Cleiton pegou o copo, virou o resto da bebida de uma vez e largou em cima da mesinha com força, sem tirar os olhos de mim.
- Quer a última forma? Pois tô dando a última forma.
O silêncio que se fez ali foi pesado. Meu coração disparou, mas eu sabia que ainda vinha mais.
- Só que tu tá ligada, né Gabriela.. que pelo morro tu não vai poder ficar._ Eu engoli seco. Já imaginava. - Tô te liberando, tu tá fora do casamento, fora do vínculo com o Farias. Mas pra tu sair limpa dessa fita e não correr o risco de dar merd@ de novo... tu vai ter que ir pra outro canto. Tu não vai ficar rodando aqui como se nada tivesse acontecido.
Ele se ajeitou na cadeira, firme.
- Tô te dando a chance, mas eu não sou babá nessa porr@, não vou dar uma de babá de mulher que leva porrada e fica no meio do campo do agressor. Se tu continuar aqui, vai ser só questão de tempo até esse fudid0 cruzar contigo de novo. E aí, se der BO, sobra pra mim novamente resolver, e vira uma bola de neve, toda vez a merma porr@, Não vou comprar guerra de desentendimento de casal na minha porta. O bagulho é definitivo, cortar o m*l pela raiz.
Deu um tempo, e soltou:
- Vai ser do jeito certo: vou te liberar e tu vai sair dessa em paz. Mas tu vai sair do morro. Tá entendendo?_ Assenti com a cabeça.
Cleiton bateu a palma da mão no braço da poltrona e completou:
- Vou mandar dois dos meus contigo. Cês vai descer lá na tua casa, tu vai ajeitar tuas paradas, pegar tuas cria... e vazar.
Meu coração acelerou, mas fiquei em silêncio, ouvindo tudo.
- Pode ficar na casa da tua amiga por enquanto, até ver pra onde vai, se ajeitar, pensar com a cabeça.
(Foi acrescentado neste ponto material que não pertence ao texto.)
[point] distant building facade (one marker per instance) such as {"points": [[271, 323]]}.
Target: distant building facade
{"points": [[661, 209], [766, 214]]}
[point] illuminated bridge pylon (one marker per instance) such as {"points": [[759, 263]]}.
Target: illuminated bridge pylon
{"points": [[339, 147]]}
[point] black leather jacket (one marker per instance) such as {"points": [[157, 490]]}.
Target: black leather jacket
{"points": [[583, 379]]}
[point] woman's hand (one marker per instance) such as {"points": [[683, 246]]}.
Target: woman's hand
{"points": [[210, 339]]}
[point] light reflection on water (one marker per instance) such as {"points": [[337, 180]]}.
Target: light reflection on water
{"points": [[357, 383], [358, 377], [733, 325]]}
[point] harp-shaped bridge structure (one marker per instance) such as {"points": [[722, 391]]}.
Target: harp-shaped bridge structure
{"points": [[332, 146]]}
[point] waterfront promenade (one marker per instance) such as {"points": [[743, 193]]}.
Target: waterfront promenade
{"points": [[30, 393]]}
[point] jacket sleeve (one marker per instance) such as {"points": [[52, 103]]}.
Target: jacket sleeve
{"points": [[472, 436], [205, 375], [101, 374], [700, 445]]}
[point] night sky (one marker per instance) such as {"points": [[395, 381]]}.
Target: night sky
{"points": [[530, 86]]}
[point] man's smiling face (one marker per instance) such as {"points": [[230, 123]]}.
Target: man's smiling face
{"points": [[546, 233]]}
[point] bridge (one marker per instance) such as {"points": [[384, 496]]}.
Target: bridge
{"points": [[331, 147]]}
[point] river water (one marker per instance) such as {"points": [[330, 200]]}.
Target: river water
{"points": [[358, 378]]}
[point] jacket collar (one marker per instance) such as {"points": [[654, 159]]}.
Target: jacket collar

Mas tu sai do morro hoje mesmo, Gabriela. Hoje. Eu não quero ver tu rodando por aqui mais, porque o Farias tá solto, e eu não vou ficar no meio de guerra de macho e fêmea.
Ele me olhou firme, o tom seco e final.
- Não tô fazendo isso por pena. Tô fazendo porque tu foi mulher de vir aqui, pedir tua saída do bagulho com a cabeça erguida. Agora tu faz tua parte e desaparece da Rocinha. É o mínimo pra não dar r**m pra nenhum dos lados.
Alice apertou meu ombro devagar. Eu assenti, com os olhos marejando de novo, mas sem coragem de retrucar. Eu não estava nem acreditando, eu ia me livrar do Farias, não sabia nem para onde ia, mas só de saber que eu ia me livrar daquele homem já era tudo para mim.